FORMAT: DVD (REWATCH)
ORIGINAL REVIEW:
(As posted on January 12th, 2010)
Roger Corman filmed Last Woman on Earth back-to-back with The Creature from the Haunted Sea. Since Corman didn’t realize there would be time to fit an additional film into his schedule, he hired screenwriter Robert Towne (who would later go on to write Chinatown) to star. That way whenever Towne wasn’t acting, he was off writing new scenes. This patchwork process didn’t do the movie any favors and hampered what could’ve been a decent flick.
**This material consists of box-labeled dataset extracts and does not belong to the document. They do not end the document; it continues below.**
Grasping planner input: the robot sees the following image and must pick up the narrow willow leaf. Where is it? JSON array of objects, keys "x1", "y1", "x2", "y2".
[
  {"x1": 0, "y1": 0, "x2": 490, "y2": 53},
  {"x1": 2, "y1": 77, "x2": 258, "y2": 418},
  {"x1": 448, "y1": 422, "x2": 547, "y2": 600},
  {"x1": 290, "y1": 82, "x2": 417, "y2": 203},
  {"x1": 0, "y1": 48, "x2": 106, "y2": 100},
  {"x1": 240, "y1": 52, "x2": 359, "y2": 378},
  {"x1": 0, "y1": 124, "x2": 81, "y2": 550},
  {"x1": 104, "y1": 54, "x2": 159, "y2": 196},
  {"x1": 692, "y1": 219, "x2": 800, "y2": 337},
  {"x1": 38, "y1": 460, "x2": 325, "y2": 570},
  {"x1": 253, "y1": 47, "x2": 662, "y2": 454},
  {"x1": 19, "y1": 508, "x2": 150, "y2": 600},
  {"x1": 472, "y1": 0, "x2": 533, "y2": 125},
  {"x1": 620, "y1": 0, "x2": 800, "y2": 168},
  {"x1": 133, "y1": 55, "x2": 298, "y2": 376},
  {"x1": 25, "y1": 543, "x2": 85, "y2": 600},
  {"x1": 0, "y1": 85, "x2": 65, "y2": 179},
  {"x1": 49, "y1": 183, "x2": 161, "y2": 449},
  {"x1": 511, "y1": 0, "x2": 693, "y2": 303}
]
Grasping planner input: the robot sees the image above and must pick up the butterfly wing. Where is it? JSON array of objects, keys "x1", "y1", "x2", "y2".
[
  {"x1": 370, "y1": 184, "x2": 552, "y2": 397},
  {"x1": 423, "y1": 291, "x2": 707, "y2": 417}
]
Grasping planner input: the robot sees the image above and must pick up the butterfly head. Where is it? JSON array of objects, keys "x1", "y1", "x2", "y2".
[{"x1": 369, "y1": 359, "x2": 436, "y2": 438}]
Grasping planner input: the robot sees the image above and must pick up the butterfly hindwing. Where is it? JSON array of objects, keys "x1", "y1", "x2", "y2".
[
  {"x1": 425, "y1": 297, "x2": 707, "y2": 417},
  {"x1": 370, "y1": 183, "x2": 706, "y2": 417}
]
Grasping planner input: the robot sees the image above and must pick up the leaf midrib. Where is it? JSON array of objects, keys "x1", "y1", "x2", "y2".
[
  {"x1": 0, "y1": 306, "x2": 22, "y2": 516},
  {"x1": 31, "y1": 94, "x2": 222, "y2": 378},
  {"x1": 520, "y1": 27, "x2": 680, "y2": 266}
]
An embezzler hiding out in Puerto Rico takes his wife and lawyer out scuba diving. When they return to the island, they are shocked to learn that everyone on Earth has died from some sort of airborne plague. Since they were breathing air from the scuba tanks underwater, the trio weren’t affected and as a result, they are now the only three people left in the whole world (or in Puerto Rico at least). Predictably, the lawyer gets horny and tries to steal his client’s wife away from him, which leads to various arguments and fisticuffs.
Last Woman on Earth could’ve been a potentially interesting post-apocalyptic love triangle, but Corman couldn’t quite pull it off. The laborious set-up gets the movie off to a rocky start and the flick never fully recovers. All the stuff involving the lawyer trying to hump his buddy’s wife is OK from a dramatic viewpoint but ultimately none of the characters are likable enough for you to really give two shits about them.
Corman also directed The Little Shop of Horrors, Ski Troop Attack, and The Fall of the House of Usher the same year.